Fernando Rodríguez
Consultor de Marca & Diseño
Toda sociedad comunica. Lo hace a través de sus discursos políticos, sus decisiones económicas, sus símbolos públicos, sus silencios institucionales y también de aquello que elige visibilizar —o ignorar— en el espacio común. La República Dominicana no es la excepción: es un país que se narra a sí mismo todos los días, a veces con claridad, otras con ruido, contradicciones y mensajes inconclusos.
Esta columna parte de una premisa simple: los problemas sociales, políticos y económicos no solo se manifiestan en cifras, leyes o coyunturas, sino también en la forma en que se construyen los relatos, se diseñan las ideas y se comunican las decisiones. Desde esa perspectiva, el branding, el diseño comunicacional y la arquitectura de la información dejan de ser disciplinas meramente estéticas para convertirse en herramientas de análisis crítico de la realidad nacional.

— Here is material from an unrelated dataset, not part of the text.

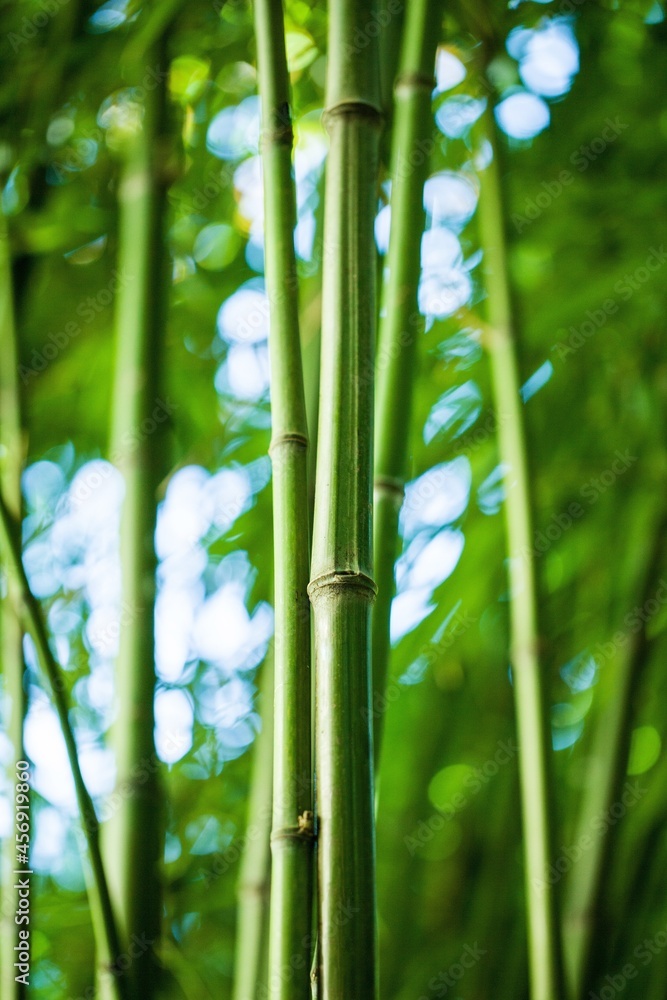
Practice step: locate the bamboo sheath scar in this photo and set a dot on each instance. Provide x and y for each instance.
(342, 588)
(292, 836)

A lo largo de estos textos, propongo observar el país como si fuera una marca en construcción permanente: con identidad, promesas, tensiones internas y brechas entre lo que dice ser y lo que realmente es. Analizaré fenómenos públicos desde el prisma de la estrategia, el diseño y la comunicación, buscando conexiones entre la forma y el fondo, entre el mensaje y el impacto, entre la intención y el resultado.
No se trata de ofrecer respuestas definitivas, sino de formular mejores preguntas. De detenernos a pensar en cómo se diseñan las políticas, cómo se comunican los liderazgos, cómo se visualiza —o se distorsiona— la información, y qué consecuencias tiene todo ello en la confianza ciudadana, la institucionalidad y la calidad de vida.
En sintonía con el espíritu de Prisma, esta columna aspira a ser un espacio de reflexión pausada, crítica y propositiva; un ejercicio de lectura del presente que invite a comprender el país desde ángulos menos evidentes, pero profundamente reveladores. Porque, al final, entender cómo nos comunicamos también es una forma de entender quiénes somos y hacia dónde vamos.